Partager par e-mail Partager sur Twitter Partager sur Facebook Partager sur LinkedIn Partager sur Google+ Impression
Social
© Lucie Castel

Sur le terrain de l’inspection sociale

Alter Échos n° 403 4 juin 2015 Cédric Vallet

Quelques heures en compagnie d’inspecteurs du travail, dans un chantier bruxellois, pour mieux comprendre les méandres du détachement de travailleurs.

L’atmosphère est d’apparence détendue dans le préfabriqué en tôle qui jouxte un chantier de construction dans la commune d’Evere.
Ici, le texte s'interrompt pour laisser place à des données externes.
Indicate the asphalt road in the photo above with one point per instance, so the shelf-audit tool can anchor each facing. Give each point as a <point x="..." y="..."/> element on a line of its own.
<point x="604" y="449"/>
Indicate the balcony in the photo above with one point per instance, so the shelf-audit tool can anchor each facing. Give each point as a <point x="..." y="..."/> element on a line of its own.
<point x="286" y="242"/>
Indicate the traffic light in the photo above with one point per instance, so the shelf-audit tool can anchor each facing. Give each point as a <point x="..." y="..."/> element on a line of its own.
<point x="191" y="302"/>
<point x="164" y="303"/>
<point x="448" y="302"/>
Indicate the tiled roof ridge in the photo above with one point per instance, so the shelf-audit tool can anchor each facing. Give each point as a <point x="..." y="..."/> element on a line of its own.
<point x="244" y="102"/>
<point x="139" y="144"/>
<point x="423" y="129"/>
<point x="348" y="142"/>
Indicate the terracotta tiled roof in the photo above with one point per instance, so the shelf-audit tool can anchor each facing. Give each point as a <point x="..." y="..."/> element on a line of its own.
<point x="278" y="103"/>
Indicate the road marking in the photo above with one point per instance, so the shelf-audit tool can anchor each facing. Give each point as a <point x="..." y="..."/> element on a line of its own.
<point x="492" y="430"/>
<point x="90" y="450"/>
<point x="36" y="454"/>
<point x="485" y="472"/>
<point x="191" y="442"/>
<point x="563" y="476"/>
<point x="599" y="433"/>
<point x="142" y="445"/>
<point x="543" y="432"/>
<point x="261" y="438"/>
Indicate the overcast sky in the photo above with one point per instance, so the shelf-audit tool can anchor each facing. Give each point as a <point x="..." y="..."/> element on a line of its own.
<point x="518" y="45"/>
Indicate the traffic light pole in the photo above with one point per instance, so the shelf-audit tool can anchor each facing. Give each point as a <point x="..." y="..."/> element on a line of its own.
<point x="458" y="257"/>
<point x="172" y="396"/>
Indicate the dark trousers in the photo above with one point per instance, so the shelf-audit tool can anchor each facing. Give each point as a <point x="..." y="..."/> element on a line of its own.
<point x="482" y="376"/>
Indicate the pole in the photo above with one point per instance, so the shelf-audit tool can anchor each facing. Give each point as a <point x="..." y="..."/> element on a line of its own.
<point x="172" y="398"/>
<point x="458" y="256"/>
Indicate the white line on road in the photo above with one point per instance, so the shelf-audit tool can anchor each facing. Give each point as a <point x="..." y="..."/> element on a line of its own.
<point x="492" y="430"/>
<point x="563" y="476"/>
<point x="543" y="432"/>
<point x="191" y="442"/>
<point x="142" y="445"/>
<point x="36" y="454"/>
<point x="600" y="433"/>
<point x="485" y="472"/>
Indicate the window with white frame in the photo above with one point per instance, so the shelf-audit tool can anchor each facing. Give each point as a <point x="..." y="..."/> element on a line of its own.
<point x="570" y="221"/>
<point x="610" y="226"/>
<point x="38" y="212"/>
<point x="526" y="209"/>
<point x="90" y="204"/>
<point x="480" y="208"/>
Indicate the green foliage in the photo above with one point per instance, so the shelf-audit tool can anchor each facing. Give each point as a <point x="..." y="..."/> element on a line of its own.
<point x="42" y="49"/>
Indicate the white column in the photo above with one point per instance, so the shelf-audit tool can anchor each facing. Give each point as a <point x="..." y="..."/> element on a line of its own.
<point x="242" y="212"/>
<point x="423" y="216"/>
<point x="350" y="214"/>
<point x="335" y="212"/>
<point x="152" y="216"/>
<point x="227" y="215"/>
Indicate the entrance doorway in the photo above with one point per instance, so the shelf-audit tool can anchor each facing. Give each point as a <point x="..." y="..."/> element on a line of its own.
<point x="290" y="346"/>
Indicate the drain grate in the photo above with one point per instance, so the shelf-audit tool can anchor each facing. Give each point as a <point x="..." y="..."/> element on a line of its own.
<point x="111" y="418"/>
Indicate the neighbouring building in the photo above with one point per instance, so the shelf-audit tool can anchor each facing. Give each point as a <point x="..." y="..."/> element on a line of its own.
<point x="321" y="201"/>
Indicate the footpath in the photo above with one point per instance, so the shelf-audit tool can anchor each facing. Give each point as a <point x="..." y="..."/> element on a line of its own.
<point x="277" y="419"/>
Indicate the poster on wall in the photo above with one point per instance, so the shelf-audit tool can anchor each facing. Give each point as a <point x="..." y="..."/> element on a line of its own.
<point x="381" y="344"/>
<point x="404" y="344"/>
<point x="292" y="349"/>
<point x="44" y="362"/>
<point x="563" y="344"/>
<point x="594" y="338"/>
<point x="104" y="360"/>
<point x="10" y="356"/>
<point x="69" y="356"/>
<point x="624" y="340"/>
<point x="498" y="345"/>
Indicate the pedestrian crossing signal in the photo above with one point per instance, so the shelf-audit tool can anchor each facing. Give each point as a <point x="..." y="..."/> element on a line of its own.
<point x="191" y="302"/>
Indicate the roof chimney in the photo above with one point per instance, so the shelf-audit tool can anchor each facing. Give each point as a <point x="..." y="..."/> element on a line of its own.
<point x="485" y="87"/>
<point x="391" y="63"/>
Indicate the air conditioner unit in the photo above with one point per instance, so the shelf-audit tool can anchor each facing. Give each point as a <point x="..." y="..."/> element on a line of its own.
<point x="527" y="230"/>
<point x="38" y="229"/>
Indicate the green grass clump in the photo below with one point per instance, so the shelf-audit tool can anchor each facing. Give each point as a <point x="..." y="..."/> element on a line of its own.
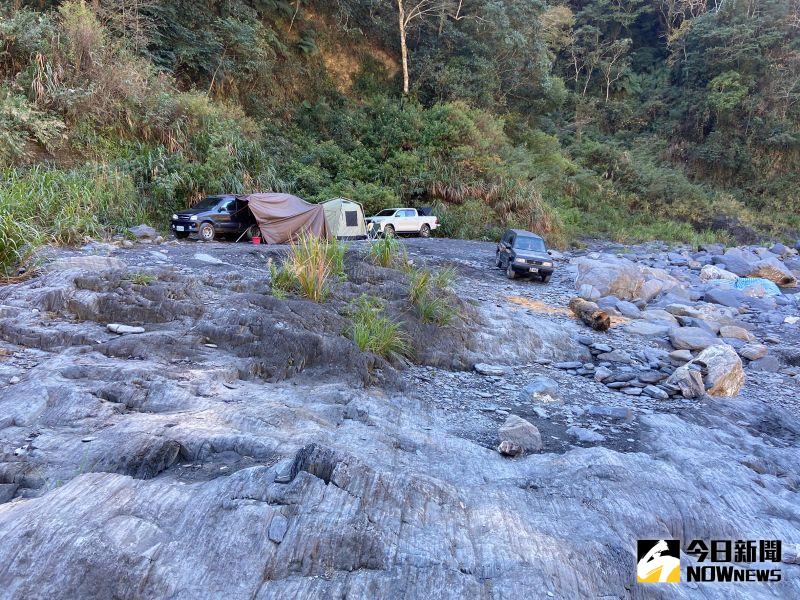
<point x="310" y="268"/>
<point x="388" y="252"/>
<point x="142" y="278"/>
<point x="373" y="331"/>
<point x="17" y="242"/>
<point x="425" y="292"/>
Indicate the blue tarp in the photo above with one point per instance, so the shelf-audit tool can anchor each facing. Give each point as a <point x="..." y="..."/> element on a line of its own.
<point x="770" y="288"/>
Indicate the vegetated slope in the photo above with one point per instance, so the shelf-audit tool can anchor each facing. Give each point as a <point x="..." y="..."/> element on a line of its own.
<point x="633" y="119"/>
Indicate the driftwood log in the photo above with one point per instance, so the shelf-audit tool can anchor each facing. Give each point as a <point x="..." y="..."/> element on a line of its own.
<point x="590" y="313"/>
Pourtant, les 16 travailleurs portugais, qui s’échinent depuis quelques semaines à bâtir les fondations d’un immeuble d’habitations, font face à une dizaine d’inspecteurs du travail – inspection conjointe de l’inspection sociale fédérale, SPF Sécurité sociale, et contrôle des lois sociales, SPF Emploi.

«Travaillez-vous le dimanche?», demande une inspectrice? Rires dans l’assistance. «Non, je suis à la messe», répond un travailleur d’une cinquantaine d’années, l’œil pétillant. «À la messe du ballon rond», ajoute l’un de ses comparses.

À quelques mètres de là, dans un second préfabriqué de tôle, dans le bureau du chef de chantier, l’ambiance est moins rigolarde. Le représentant de l’entrepreneur belge en charge de la construction de ce bâtiment, fronce les sourcils. Il a l’air soucieux et appelle d’urgence son directeur. La plupart de ses travailleurs détachés, embauchés par une société portugaise sous-traitante, ne sont pas en possession de leur formulaire A1, preuve de leur affiliation à la sécurité sociale portugaise. «Seuls deux en sont munis, explique Robert Berckvens, responsable d’équipe à l’inspection sociale fédérale. Deux documents pour lesquels il y a suspicion de fraude de surcroît.»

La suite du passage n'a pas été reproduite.